At the moment, as bartenders unearth vintage tiki recipes and experiment with those that are familiar, tropical drinks continue to be firmly intertwined with the craft cocktail movement. Now though, they’re not just limited to one or two options on the menu of a bar that is otherwise serving Prohibition-era drinks. Tiki-devoted bars are having their own resurgence, popping up across the country.
There is no exhaustive list of tiki cocktails, but rather hundreds of recipes for dozens of drinks that still endure in cocktail books and on restaurant menus.
Tiki legend Paul McGee crafted the opening menu for Chicago's two-year-old Three Dots and a Dash (named after the Morse Code for "victory"). And when he decamped to open his own tiki bar earlier this year, Diane Corcoran took over.
"Three Dots and a Dash was popular from day one, and we knew that it was going to be," says Corcoran, who has has been affiliated with the restaurant since its debut. "There was so much hype and excitement leading to its opening." Corcoran thinks that guests first visit Three Dots for its unique Polynesian-themed atmosphere, unlike any other in the city. But what keeps them coming back is the stellar drinks and service, which have always been a trademark of tiki.
The best-sellers on the menu are Three Dots' impressive selection of Painkiller drinks, made with a base of Virgin Islands and Jamaican rums, then customized with tropical fruits like coconut, pineapple, passion fruit and blood orange. There is a Mai Tai, of course, and a rotating frozen tiki cocktail each week.
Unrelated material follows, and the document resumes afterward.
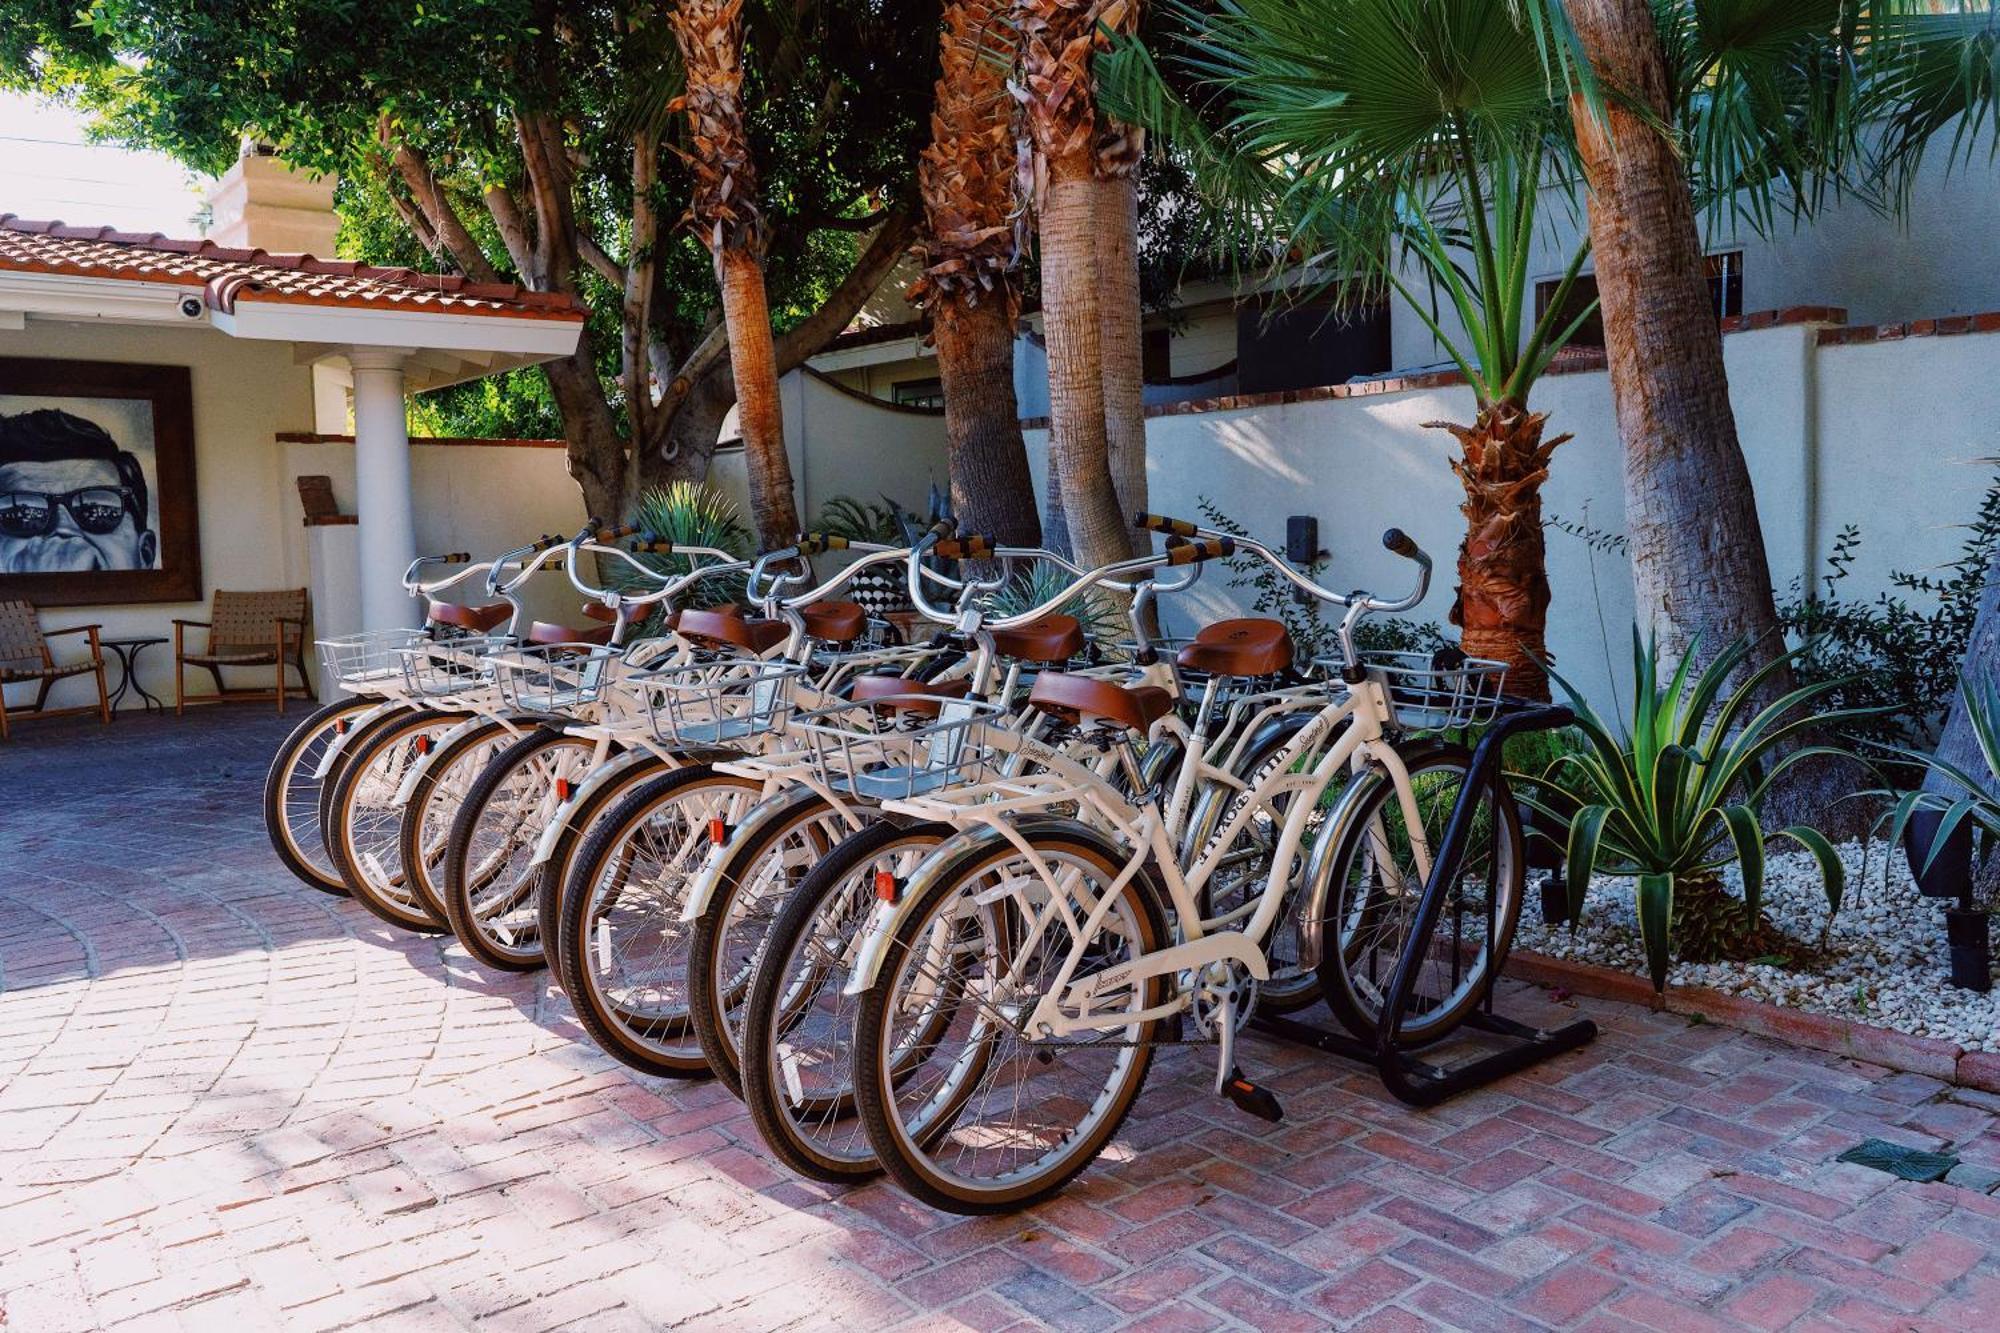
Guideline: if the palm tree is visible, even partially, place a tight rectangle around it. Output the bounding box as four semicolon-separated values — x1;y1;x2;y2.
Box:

The "Modern" section of the menu is where the bar team puts contemporary twists on vintage tiki recipes, creating off-the-wall cocktails like the Poipu Peach Boogie Board, made with rye whiskey, rum, guava and Maraschino.
For the last year and a half Houston has been home to Lei Low, a tiki bar decorated with original Trader Vic’s decor from the city’s outpost that closed in the 1980s. The bar here focuses largely on rum, though some cocktails are made with gin, whiskey and other spirits. Lei Low's version of a "Painkilla," built from rum infused with flavors in a Zombie cocktail, is a truly meta take on tiki.
"Beach Bum" Berry’s own tiki bar, New Orleans’ Latitude 29, is widely considered one of the best in the country even though it just opened last year. His menu features a "lost" recipe from Don The Beachcomber for Lapu Lapu, a diabolical tiki punch made with high-proof rum that is designed for a minimum of two drinkers, along with other tiki standards, like the Zombie and a Trader Vic’s recipe from 1944 for a Mai Tai. The Navy Grog, Frank Sinatra’s favorite tiki drink according to the menu, is a stout blend of Jamaican and Demerara rums, with flavors of allspice, grapefruit and lime.
No longer just "umbrella drinks" or "boat cocktails," tiki has planted its flag in the broader cocktail world, and rightly so. To separate the two is to ignore the foundations of tiki and what this bizarrely endearing culture has contributed to the cocktails that we sip today, from the fresh juices to fancy presentations. Perhaps this time tiki's moment in the sun will continue to shine.